Dominik Hasek arguably was one of, if not the best, goalie in the NHL during the 1990s. He certainly earned the nickname “The Dominator.”
Two nights after Teemu Selanne’s No. 8 was retired, Dominik Hasek’s No. 39 will be raised to the rafters of First Niagara Center on Tuesday against the Detroit Red Wings.
— Buffalo Sabres (@BuffaloSabres) January 13, 2015
With all of the showmanship and distractions happening tonight, the Detroit Red Wings need to regroup after playing a lackluster game against the Washington Capitals on Saturday. That was when goalie Jimmy Howard tore his groin and needed to be taken off the ice on a stretcher.
Now with Petr Mrazek — a fellow Czech who idolized Hasek growing up — taking over the No. 1 position, the Red Wings need to pick up two crucial points in order to keep the Boston Bruins at bay from taking over the third spot in the Atlantic Division.
Hasek’s Time in Detroit
It’s especially fitting Hasek has his number retired against Detroit, as he played with the Red Wings for four seasons (2001-04 and 2006-08) and helped them win two Stanley Cups in 2002 and 2008. He was replaced in the playoffs by Chris Osgood in 2008 but played in 41 games during the regular season.
Hasek’s playing style was unorthodox — no one had seen anything like it before. Mrazek summed up Hasek’s playing style perfectly, telling MLive.com’s Brendan Savage:
“He was special. He played differently. That was his style. It didn’t matter. What matters is he stopped the puck.”
Truer words were never spoken. He flopped around like a fish out of water, but he stopped the puck and you couldn’t fathom how he did it or how he didn’t hurt himself more doing it.

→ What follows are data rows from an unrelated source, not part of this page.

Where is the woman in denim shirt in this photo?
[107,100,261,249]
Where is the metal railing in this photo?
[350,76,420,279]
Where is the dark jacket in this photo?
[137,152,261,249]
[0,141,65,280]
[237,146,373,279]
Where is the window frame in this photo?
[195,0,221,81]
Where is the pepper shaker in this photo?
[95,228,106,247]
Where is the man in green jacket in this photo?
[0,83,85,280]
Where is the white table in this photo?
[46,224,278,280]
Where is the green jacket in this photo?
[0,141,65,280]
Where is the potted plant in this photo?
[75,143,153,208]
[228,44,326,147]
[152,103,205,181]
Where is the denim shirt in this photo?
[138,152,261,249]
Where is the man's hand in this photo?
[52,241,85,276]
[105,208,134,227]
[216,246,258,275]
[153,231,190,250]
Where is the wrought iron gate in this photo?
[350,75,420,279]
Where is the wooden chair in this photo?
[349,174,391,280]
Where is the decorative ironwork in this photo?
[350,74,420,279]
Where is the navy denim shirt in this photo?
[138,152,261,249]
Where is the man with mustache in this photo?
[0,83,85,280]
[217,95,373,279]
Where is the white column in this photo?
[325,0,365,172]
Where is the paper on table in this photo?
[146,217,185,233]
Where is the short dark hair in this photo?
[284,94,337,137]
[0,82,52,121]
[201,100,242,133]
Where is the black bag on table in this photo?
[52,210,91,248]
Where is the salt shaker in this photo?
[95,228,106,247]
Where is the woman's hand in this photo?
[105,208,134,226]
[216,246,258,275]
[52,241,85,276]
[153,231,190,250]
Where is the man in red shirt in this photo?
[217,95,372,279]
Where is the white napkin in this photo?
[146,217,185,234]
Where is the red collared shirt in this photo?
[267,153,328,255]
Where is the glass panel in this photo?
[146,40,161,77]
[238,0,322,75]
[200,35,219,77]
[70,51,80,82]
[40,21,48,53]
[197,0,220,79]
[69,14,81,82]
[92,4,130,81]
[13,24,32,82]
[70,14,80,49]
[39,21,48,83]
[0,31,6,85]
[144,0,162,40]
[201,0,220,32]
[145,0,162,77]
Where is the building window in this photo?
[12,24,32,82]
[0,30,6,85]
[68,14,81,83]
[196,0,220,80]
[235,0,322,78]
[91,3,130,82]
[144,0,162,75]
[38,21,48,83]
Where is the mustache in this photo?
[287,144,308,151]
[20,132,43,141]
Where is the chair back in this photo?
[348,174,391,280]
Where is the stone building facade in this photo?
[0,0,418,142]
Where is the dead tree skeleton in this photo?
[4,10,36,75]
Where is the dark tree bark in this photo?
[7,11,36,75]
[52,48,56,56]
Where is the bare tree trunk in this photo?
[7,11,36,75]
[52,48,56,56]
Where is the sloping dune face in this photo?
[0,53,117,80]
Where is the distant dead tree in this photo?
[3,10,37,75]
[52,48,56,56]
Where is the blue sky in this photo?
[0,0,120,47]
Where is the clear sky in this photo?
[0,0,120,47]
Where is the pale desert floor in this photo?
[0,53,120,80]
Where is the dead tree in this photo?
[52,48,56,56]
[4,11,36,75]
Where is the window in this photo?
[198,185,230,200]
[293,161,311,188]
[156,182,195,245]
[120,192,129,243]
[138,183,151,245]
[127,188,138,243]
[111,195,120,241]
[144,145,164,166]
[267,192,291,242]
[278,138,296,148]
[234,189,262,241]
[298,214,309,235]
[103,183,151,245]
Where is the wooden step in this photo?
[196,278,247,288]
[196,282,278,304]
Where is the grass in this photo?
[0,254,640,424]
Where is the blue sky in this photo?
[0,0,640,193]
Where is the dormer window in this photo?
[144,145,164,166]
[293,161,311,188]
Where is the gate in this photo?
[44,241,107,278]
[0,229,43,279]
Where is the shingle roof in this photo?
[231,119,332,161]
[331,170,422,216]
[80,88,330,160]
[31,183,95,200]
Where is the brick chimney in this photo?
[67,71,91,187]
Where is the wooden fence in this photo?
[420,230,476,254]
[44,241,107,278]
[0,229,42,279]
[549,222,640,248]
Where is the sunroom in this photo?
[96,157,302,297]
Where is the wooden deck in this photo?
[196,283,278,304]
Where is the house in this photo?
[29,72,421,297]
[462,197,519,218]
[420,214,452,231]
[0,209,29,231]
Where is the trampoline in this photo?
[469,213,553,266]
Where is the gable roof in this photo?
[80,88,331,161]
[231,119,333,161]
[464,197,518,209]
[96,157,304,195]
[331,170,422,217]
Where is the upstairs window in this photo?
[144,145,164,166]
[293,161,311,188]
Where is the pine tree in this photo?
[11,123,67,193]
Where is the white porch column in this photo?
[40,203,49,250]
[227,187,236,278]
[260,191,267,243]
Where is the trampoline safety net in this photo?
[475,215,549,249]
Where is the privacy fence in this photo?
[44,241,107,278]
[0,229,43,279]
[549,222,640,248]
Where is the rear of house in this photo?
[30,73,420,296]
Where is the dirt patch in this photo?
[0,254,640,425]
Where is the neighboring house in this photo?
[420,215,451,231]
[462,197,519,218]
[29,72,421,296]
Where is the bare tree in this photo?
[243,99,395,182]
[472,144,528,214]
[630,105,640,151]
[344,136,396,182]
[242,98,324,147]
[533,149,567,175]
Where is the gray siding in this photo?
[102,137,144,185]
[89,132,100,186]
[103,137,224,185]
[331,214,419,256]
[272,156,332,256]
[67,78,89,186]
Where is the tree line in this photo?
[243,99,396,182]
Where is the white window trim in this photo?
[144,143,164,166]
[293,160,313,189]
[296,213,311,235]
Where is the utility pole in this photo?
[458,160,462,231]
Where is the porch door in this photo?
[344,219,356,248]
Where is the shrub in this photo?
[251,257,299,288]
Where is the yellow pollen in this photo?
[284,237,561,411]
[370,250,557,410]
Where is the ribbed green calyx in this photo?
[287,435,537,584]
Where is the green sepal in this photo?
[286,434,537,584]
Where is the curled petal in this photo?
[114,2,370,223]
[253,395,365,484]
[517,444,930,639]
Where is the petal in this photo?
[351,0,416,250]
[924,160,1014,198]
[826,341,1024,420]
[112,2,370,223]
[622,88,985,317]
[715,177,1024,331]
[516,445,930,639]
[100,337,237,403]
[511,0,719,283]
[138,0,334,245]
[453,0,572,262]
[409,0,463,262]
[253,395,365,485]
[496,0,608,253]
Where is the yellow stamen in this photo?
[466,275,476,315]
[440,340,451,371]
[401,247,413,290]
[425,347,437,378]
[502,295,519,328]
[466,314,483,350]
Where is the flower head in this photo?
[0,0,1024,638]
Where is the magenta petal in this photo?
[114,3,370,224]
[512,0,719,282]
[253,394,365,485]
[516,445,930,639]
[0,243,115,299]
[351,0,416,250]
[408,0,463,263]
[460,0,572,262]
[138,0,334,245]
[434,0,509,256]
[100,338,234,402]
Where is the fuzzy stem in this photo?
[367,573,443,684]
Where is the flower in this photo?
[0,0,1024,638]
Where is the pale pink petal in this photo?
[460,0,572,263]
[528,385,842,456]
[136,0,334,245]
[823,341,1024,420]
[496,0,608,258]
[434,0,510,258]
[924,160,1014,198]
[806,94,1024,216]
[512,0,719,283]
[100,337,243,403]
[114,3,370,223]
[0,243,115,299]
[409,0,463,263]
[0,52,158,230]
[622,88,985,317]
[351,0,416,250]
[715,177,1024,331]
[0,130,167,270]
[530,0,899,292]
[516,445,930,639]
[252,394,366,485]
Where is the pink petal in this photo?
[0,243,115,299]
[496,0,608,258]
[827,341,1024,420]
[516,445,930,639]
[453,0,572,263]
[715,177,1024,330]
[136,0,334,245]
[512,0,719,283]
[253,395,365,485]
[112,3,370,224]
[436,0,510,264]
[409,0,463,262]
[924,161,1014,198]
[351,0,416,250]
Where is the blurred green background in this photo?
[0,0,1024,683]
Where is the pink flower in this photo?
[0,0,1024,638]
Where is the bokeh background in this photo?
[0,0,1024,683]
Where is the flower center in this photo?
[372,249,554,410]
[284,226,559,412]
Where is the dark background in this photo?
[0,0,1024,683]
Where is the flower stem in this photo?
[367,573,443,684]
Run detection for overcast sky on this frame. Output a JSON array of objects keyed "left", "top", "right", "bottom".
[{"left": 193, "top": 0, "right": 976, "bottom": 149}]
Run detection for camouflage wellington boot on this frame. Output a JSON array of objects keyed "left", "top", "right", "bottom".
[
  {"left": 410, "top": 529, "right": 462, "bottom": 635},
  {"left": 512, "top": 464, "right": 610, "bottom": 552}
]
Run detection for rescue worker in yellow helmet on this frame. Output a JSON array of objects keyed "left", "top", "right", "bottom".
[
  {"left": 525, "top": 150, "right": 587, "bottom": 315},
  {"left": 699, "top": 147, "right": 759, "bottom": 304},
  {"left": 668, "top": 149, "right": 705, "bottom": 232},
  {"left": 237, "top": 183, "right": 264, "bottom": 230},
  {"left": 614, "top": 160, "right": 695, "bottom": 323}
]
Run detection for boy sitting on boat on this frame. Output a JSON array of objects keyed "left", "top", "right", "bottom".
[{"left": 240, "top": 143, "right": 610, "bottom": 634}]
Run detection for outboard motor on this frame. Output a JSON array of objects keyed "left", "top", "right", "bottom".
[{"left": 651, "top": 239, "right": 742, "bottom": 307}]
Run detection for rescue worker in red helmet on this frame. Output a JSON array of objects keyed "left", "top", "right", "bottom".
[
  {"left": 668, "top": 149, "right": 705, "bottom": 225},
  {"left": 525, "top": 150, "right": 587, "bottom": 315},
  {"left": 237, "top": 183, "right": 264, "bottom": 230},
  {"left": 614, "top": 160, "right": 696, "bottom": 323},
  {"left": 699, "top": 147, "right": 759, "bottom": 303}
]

NHL.com Buffalo Sabres correspondent Joe Yerdon extracted this fantastic quote from Red Wings coach Mike Babcock on coaching Hasek back in 2008 when he had to replace him for Osgood in the playoffs.
So that Mike Babcock quote about switching Dominik Hasek out for Chris Osgood in 2008 I teased you about? Here it is: pic.twitter.com/4oKTtRG7lg
— Joe Yerdon (@JoeYerdon) January 13, 2015
It didn’t matter if it was in practice or the Stanley Cup final, Hasek was so mad every time he allowed a goal. And that desire to not let it happen again was what made him one of the best to ever play the game. He always wanted to prove he could be better than his last miraculous save.
When Hasek was inducted into the Sabres Hall of Fame in March 2014, the Sabres did an episode of Beyond Blue & Gold chronicling Hasek’s career.
Special Night for Both Teams
It’s only fitting the Sabres get the chance to retire his number. He spent most of his career and Buffalo, and that was when he established himself as The Dominator.
But he had a lot of success in Detroit, and nine of the current Red Wings played with Hasek while he was in Detroit.
This is a special night for Hasek and the city of Buffalo, but it’ll also be a special night for the Red Wings.